Once again it bears mentioning that this week’s postings are inspired, at least in part, by the experience of the Vancouver Folk Music Festival. This shall be the last such post, and next week you can look forward to aggressive shadow priest theorycrafting, or at least fewer references to hippie music.
Folk music, but it’s very nature, is somewhat multigenerational. As the music “of the folk” it tends to dwell on the issues of those folk. Everything from a famed older gentleman known simply as Valdie singing about nuclear waste, to a French Canadian gal singing about linguistic disconnection—different times have different issues.
Likewise, with our World of Warcraft, the different eras that players joined the game influence their styles and understanding of the game.
The Vanilla player has longstanding experience with the game, and has likely found some balance in their life. Once upon a time, they were a part of one of the best raiding guilds, but now they take a more relaxed pace. Despite this, their numbers are top, they move out of fires before they even spawn, and they “used to pvp a little” (rocking the High Warlord title). These folks have likely taken long breaks from the game, but on hard progression they’re your best asset. “You think this was hard? You should have seen Naxx. No, I mean the real Naxx.”
The Burning Crusade player calls for CC on a rough trash pull the first night of Ruby Sanctum. Everyone laughs, saying CC is a crutch. After the wipe, everyone quietly talks out how to CC the pull. These players remember raiding when a different group size meant a different raid, and progressed through fights like KT and Sunwell. Sometimes BC players are just like Vanilla players and are true loyalist. Of course, with Burning Crusade marking the introduction of “raiding for all” these folks also learned game dynamics during a time when guild hopping was natural and expected. Be careful that you’re helping these folks meet their personal goals!

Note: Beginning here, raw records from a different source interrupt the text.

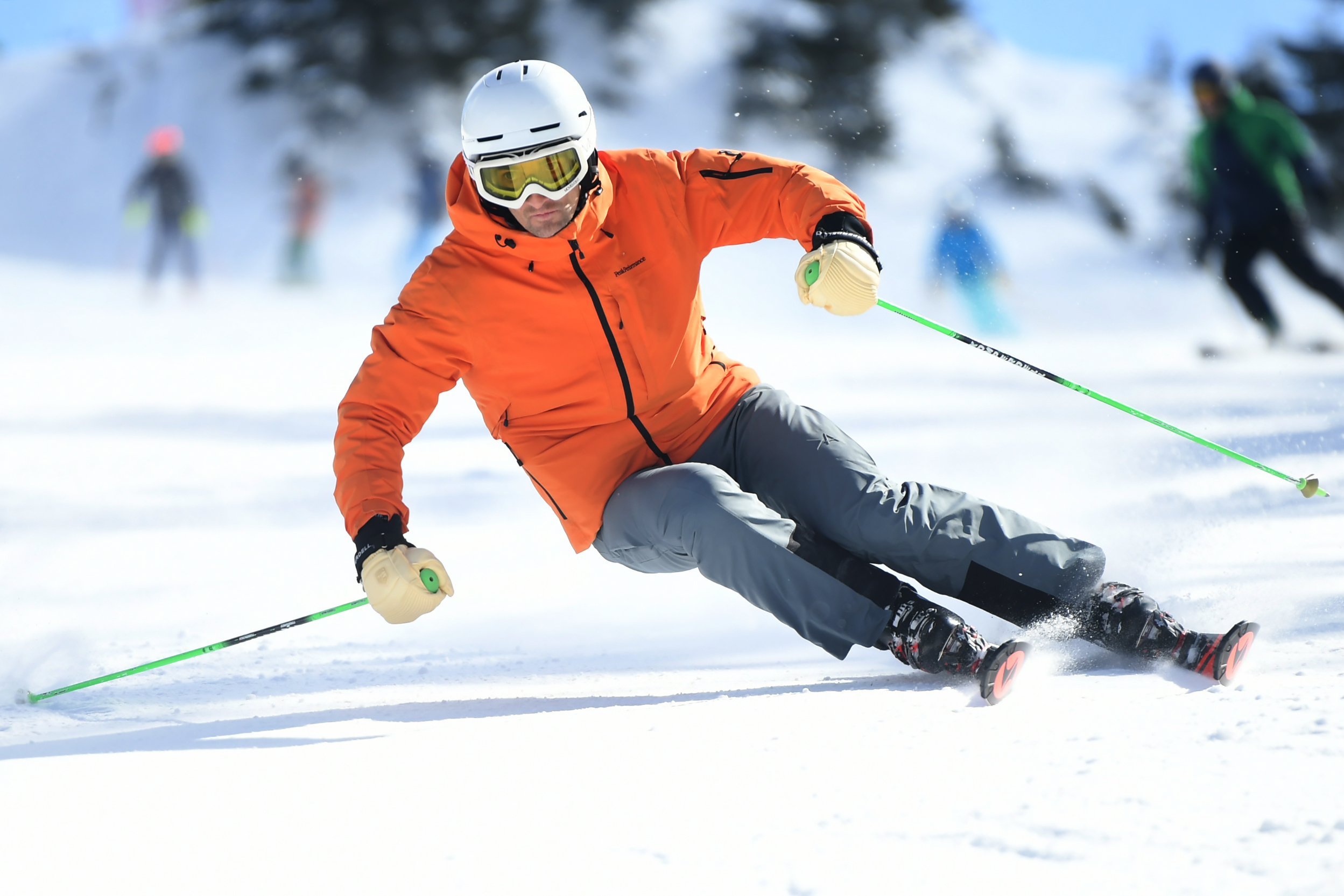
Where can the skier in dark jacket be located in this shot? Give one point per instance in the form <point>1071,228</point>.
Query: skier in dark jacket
<point>166,185</point>
<point>1250,163</point>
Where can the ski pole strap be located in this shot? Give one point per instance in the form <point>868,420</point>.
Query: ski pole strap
<point>1308,485</point>
<point>323,615</point>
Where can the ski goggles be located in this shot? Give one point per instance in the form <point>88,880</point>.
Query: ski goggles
<point>553,172</point>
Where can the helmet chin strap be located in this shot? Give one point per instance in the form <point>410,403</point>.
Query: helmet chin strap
<point>592,182</point>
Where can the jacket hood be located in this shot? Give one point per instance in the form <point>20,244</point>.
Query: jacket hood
<point>472,223</point>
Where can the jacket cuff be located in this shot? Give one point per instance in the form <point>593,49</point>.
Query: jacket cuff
<point>378,534</point>
<point>845,226</point>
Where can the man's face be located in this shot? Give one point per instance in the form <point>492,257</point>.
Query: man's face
<point>544,217</point>
<point>1209,98</point>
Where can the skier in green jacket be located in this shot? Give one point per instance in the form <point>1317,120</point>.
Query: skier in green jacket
<point>1250,163</point>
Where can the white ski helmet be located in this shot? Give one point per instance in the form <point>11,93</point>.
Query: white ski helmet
<point>527,129</point>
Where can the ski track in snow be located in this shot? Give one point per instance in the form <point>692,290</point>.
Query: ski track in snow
<point>569,726</point>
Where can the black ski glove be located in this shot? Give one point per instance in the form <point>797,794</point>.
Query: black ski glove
<point>377,535</point>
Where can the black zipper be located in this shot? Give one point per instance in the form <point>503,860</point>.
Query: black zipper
<point>545,491</point>
<point>616,352</point>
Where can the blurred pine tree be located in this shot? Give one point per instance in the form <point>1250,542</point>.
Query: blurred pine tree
<point>815,73</point>
<point>342,54</point>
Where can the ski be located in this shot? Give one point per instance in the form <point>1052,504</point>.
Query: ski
<point>1001,668</point>
<point>1223,659</point>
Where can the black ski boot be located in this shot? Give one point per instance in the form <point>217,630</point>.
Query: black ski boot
<point>921,633</point>
<point>934,638</point>
<point>1125,620</point>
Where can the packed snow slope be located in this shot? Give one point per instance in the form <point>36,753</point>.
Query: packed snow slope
<point>567,726</point>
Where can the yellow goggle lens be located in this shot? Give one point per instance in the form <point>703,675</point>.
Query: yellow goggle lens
<point>552,172</point>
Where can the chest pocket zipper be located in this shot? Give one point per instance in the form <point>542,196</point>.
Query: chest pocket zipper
<point>545,491</point>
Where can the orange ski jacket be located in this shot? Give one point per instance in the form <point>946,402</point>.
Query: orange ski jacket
<point>585,352</point>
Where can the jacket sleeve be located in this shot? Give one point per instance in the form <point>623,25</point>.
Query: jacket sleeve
<point>737,198</point>
<point>414,361</point>
<point>1292,136</point>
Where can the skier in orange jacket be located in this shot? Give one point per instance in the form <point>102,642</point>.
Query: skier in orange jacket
<point>567,301</point>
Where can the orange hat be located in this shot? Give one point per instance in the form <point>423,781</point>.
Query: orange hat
<point>164,142</point>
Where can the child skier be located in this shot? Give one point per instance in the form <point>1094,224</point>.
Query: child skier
<point>963,256</point>
<point>166,186</point>
<point>567,300</point>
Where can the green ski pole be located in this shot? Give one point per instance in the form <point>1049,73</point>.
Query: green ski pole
<point>428,577</point>
<point>1308,485</point>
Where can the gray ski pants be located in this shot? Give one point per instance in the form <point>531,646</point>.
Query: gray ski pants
<point>730,512</point>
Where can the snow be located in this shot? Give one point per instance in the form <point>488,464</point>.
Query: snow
<point>572,727</point>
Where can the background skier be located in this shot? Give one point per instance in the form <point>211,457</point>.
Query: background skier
<point>163,193</point>
<point>567,300</point>
<point>1250,163</point>
<point>963,256</point>
<point>307,193</point>
<point>426,203</point>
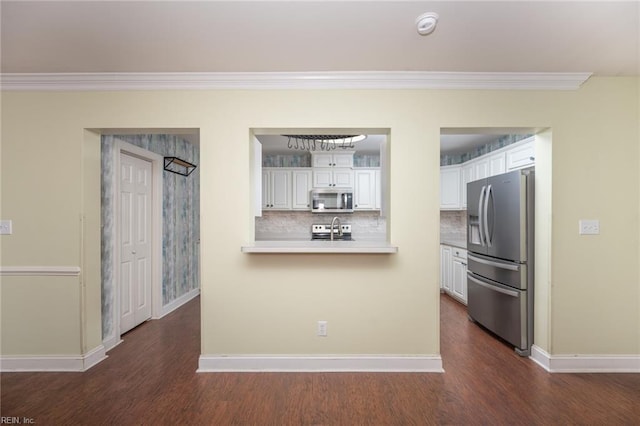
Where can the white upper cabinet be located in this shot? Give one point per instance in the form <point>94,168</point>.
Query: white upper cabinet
<point>276,189</point>
<point>334,159</point>
<point>481,168</point>
<point>332,178</point>
<point>467,174</point>
<point>450,188</point>
<point>367,189</point>
<point>516,156</point>
<point>521,156</point>
<point>497,164</point>
<point>301,185</point>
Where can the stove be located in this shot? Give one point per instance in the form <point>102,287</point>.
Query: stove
<point>323,232</point>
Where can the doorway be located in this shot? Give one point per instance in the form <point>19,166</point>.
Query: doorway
<point>468,154</point>
<point>174,237</point>
<point>135,248</point>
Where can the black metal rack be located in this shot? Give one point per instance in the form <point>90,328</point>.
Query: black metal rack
<point>179,166</point>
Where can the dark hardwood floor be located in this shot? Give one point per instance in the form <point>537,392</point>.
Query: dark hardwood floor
<point>150,379</point>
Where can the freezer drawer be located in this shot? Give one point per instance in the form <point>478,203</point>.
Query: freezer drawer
<point>512,274</point>
<point>499,308</point>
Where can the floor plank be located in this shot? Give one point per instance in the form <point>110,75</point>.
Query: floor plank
<point>150,379</point>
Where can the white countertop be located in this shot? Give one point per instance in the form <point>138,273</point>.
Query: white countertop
<point>308,246</point>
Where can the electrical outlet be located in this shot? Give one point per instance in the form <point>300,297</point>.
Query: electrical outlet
<point>6,227</point>
<point>589,227</point>
<point>322,329</point>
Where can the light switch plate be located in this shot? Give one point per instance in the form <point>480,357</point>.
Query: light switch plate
<point>5,227</point>
<point>589,227</point>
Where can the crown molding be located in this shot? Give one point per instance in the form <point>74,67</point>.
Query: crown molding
<point>290,80</point>
<point>40,271</point>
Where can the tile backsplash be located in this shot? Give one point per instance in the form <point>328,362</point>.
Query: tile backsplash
<point>297,224</point>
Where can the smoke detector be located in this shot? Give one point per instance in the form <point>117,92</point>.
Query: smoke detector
<point>426,23</point>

The Wrath of the Lich King player really got into raiding recently, but they make up for it with enthusiasm. They might play a DK, and always wonder why people complain about “boring talents.” They hate how the Ashen Verdict rep was so “grindy” and wish ICC had more AoE pulls. Despite being newer to the game, these folks entered at a time where class tools are everywhere, and bad habits are easily broken. These people are likely to stayl loyal to the folks who helped them get into raiding, or improve their play. New Wrath players tend to have fewer alts.
I expect the Cataclysm player will have a more balance schedule, more alts, and better class information. Still, it will take some time for these folks to really crack into the raiding scene. Guilds hoping to bolter numbers should remember that guild perks added in Cata will build loyalty, and that a player will always feel most at home with the people who helped make her/him better. Cataclysm promises to be an exciting time; while the work is falling apart, our guilds are only getting stronger!